# Difference Between Polo Tower Villas & Polo Towers Suites?



## lizfox (Sep 4, 2012)

Can someone please tell me what the difference is between Polo Tower Villas and Polo Towers Suites?  It looks like they both have lockoff units with the same size units so I'm wondering what the difference is?

Thanks for your help!


----------



## dougp26364 (Sep 5, 2012)

lizfox said:


> Can someone please tell me what the difference is between Polo Tower Villas and Polo Towers Suites?  It looks like they both have lockoff units with the same size units so I'm wondering what the difference is?
> 
> Thanks for your help!



The Villa's are a little more plush than the Suite's. The Suite's are in towers 1 & 2 and offer better views. The Villa's are in tower 3 and most of those units face east or away from the strip. The Villa's have larger TV's. The Villa's have a murphy bed in the living room instead of a sofa sleeper. The Villa's have two vanities in the bathroom and a deep soaker tub in the bathroom. 

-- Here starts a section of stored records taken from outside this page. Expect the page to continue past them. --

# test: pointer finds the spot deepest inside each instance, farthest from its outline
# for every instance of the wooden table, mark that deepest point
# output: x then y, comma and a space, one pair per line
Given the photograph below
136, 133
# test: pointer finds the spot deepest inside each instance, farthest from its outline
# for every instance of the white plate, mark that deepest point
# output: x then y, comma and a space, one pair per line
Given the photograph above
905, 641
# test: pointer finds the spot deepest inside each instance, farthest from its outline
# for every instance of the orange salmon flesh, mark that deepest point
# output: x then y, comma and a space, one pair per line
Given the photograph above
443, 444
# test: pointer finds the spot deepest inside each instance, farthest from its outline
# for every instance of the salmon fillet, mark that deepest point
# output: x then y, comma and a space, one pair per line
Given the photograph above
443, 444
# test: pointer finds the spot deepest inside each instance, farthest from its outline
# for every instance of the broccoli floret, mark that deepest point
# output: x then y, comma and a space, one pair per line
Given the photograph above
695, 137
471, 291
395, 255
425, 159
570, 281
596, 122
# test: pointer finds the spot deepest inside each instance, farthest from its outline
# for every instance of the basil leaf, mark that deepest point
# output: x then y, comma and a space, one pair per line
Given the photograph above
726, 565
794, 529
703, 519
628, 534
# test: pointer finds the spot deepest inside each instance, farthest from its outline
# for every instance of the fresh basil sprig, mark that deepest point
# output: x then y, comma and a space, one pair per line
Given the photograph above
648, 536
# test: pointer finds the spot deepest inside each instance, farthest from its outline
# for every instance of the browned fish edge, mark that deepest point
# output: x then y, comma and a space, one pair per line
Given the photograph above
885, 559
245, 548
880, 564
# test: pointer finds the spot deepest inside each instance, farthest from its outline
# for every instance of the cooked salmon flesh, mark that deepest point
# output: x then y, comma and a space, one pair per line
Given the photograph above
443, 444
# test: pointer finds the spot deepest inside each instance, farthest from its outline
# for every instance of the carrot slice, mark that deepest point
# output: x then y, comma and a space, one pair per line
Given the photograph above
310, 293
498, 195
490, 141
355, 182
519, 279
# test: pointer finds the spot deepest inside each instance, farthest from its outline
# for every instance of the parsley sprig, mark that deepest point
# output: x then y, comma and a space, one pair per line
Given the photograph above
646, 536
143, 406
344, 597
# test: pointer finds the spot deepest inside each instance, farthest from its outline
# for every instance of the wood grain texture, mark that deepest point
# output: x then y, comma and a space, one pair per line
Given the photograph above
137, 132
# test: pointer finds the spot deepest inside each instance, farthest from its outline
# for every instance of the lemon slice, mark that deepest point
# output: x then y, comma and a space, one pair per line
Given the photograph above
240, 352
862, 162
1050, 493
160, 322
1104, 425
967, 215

So basically, the Villa's are a little more plush but don't have as good of views. If you click the link in my signature below, I have some pics of a Suite's unit we were in the past year. You'll have to scroll through the albums to find the Polo Towers album.


----------



## csalter2 (Sep 5, 2012)

I have stayed in both units and ti me it's not worth the extra points to stay in the villas. Save your points.


----------